Woodford Reserve Master's Collection
Cherry Wood Smoked Barley
Classification: Straight Bourbon
Distillery: Woodford Reserve / Brown-Forman Distillery
Released: November 2017
Mashbill: 70% Corn, 30% Malted Barley
Color: Golden Straw
This marks the 12th release in Woodford’s limited edition series, and according to the company, it pays tribute to past distillery industry leaders Oscar Pepper and James Crow. Rather than using the natural malted barley used in Woodford Reserve Bourbon, master distiller Chris Morris instead selected malt that had been smoked with cherry wood during the kilning process.
It packs big, bright, and robust bursts of cherry kool-aid, brown sugar, pine, and blackberry. It’s a nice display of aromas that welcomes repeat nosing. There’s a little bit of dankness and wet wood aroma on the tail end of the nose, which while unfortunate, is far too minor to have a detrimental impact.
A dazzling fusion of graham cracker, malt, cherry, and brown sugar. There is some elegance to its complexity as the flavors mingle and open up. At times the malt notes can be quite assertive and help elevate this bourbon to great heights. It’s an unique array of flavors that combine to make for a surprisingly enjoyable sipping bourbon.
A bit of heat ramps up during the finish and briefly mutes some of the palate’s flavors. As it resides, a nice amount of mild smoky notes become more noticeable overtop a malty and a dry oak base. It’s a medium-long finish that’s light on intensity and doesn’t bring any new flavors to the sip, but overall hard to find any faults with.
Every year the Woodford Master’s Collection surprises bourbon drinkers with its peculiar and at times frankenstein-like concoctions. For every successful release like 2007’s Sonoma-Cutrer Chardonnay Finish and 2012/2013’s Four Wood, there are disappointments like 2014’s Pinot Noir Finish and 2015’s 1838’s Style White Corn. While the series hasn’t had the best track record, it’s hard to call it boring or unoriginal.

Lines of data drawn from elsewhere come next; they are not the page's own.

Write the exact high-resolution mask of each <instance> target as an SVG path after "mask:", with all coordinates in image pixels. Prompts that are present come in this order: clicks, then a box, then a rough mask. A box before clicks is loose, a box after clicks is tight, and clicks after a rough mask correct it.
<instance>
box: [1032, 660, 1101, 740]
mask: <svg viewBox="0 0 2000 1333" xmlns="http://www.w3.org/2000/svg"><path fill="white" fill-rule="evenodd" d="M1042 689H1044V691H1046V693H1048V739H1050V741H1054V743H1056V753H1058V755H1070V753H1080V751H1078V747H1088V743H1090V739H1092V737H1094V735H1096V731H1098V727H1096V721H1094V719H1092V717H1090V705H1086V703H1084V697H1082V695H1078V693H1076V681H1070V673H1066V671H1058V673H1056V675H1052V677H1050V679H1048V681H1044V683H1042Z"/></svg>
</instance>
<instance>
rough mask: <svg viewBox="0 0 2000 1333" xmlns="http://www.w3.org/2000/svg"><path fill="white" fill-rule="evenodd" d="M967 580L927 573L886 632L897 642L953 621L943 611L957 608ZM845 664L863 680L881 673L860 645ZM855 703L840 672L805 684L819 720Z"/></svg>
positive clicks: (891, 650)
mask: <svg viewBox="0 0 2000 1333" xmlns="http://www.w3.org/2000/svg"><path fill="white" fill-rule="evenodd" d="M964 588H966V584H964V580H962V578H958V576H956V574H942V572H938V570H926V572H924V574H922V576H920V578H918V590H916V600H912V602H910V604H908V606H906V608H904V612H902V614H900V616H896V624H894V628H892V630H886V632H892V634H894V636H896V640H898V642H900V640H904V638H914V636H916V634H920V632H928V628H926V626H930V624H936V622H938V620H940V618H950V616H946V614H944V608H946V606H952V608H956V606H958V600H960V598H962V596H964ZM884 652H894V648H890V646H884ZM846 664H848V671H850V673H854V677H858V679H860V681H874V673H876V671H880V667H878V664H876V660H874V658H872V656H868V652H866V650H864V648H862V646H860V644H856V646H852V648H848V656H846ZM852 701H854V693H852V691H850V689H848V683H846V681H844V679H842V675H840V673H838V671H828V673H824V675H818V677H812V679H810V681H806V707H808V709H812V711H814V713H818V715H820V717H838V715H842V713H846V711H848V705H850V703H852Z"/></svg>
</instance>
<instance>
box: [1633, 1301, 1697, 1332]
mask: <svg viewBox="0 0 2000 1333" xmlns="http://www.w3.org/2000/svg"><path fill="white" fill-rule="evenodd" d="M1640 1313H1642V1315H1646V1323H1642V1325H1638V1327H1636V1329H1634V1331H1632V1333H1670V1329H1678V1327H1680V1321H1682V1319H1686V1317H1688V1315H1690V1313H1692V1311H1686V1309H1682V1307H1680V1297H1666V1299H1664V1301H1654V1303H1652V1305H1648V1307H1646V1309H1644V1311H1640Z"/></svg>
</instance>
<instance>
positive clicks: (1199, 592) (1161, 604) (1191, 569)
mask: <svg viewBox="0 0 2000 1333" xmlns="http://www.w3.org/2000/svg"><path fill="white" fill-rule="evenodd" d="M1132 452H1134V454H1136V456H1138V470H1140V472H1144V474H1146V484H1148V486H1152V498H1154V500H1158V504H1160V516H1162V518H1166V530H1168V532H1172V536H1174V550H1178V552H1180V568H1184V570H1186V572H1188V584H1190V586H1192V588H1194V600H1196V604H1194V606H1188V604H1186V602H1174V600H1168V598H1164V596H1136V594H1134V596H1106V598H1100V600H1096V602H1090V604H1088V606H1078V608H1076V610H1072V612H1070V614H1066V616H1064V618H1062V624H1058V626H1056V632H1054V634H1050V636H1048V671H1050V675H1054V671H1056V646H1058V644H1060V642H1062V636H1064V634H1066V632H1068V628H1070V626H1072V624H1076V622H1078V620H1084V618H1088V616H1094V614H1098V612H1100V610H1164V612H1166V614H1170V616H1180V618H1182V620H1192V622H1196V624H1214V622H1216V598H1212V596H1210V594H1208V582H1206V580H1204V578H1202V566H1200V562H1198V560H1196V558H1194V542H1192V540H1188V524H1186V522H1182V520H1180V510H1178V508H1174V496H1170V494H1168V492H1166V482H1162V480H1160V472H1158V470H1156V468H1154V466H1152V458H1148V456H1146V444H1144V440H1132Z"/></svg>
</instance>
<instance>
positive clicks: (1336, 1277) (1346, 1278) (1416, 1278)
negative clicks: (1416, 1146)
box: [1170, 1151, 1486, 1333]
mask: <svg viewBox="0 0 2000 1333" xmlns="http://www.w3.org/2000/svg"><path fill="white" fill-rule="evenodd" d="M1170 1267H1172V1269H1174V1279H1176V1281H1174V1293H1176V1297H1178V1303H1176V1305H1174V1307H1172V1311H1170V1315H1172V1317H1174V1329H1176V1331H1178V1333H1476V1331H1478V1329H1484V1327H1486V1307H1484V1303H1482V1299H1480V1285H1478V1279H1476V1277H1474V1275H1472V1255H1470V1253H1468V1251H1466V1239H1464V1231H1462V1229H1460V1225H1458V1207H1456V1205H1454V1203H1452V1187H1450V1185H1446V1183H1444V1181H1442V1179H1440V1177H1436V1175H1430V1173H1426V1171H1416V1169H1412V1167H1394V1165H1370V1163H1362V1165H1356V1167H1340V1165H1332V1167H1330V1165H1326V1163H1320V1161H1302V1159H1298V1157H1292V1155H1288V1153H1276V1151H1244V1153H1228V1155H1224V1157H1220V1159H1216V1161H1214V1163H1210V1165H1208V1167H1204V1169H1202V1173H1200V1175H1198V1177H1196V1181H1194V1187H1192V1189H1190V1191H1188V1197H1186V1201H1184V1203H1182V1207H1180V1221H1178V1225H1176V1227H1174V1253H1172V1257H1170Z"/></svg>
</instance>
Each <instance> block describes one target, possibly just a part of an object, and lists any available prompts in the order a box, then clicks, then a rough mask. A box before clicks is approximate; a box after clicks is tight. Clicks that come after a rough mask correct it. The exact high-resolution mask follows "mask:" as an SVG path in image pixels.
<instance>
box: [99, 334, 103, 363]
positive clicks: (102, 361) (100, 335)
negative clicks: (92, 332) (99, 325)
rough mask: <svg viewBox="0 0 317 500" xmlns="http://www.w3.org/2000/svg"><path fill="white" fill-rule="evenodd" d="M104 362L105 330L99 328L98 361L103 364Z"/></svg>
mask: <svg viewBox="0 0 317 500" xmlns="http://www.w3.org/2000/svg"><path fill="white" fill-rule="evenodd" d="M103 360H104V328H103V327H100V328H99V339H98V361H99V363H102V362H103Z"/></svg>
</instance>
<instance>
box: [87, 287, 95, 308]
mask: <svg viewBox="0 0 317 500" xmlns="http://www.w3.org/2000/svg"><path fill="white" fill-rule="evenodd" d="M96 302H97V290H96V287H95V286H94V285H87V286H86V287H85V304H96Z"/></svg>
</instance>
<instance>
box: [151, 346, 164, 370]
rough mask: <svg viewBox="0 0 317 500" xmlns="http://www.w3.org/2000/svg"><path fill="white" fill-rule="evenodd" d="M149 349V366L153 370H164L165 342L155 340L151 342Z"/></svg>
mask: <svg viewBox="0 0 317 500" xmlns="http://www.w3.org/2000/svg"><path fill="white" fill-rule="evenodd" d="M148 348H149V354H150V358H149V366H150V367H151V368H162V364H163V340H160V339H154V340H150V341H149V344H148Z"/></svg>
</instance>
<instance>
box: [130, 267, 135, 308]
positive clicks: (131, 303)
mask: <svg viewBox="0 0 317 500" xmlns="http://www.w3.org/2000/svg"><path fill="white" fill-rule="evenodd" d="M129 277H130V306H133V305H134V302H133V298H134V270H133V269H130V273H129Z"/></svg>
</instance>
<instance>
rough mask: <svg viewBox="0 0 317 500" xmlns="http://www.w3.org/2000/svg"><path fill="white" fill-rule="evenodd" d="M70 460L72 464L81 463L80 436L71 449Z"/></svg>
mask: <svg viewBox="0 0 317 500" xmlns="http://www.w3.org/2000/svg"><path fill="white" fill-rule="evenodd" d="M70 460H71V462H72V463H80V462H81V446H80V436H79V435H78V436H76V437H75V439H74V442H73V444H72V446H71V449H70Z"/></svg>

With many American malt whiskeys being made more commonly by craft distilleries, it’s always noteworthy when a major Kentucky master distiller takes a stab at one. Morris already released a malt whiskey in the Master’s Collection in 2013, but with this year’s few modifications, he manages to add just the right amount of spin to make it a winner. Sometimes these type of experimental-type bourbons can come off tasting manufactured or the unique flavor element tasting like it was simply tacked on. At no point does this taste like a barrel finished bourbon or additive flavoring, rather an attempt at something completely new from the ground up. The flavors are intertwined which results in a decent amount of complexity and intricacy. It’s an excellent sipping bourbon because it surprises without being offensive, and it’s complex enough without being boring.
With Woodford’s lackluster track record of their Master’s Collection, many bourbon drinkers remain hesitant opening up their wallets each year for this series. There also isn’t the push that this is truly a limited, rare, or an overwhelmingly in-demand release that turns it into an impulse buy. Despite the general aversion from many in the bourbon community regarding this series, from speaking with store owners, I’m often told they don’t have any issues moving multiple cases of it. Where a few years ago charging $100 for experimental-type limited releases such as this, Parker’s Heritage Collection, and Willett XCF was harder to swallow, it’s sadly becoming less so. Any purchase is a gamble and that’s even more so with a series like this, but this year, $100 for Cherry Wood Smoked Barley is easier to swallow, in more ways than one.
A very enjoyable sipping bourbon that fuses unique flavors together with surprisingly complex and satisfying results.
The Woodford Master’s Collection is often the punching bag for many bourbon drinkers. Many people love to hate it, but a lot of that has to do with the seemingly random erratic swings of the series. Often it continually pushes the boundaries of whiskeys and even the definition of what it means to be a bourbon. As a result, the series sees drastic swings in quality and quite frankly, drinkability.
There will certainly be some bourbon drinkers thrown off-balance by the taste of this bourbon, but not so much to completely fall down. In a market full of similar tasting bourbons and gimmick-fueled releases, there’s room for a well-made, outside-the-box bourbon to succeed. As Woodford probably knows more than most companies, that’s easier said than done. With Cherry Wood Smoked Barley they can put a check in the win column this year.
The sample used for this review was provided at no cost courtesy of Brown-Forman. We thank them for allowing us to review it with no strings attached.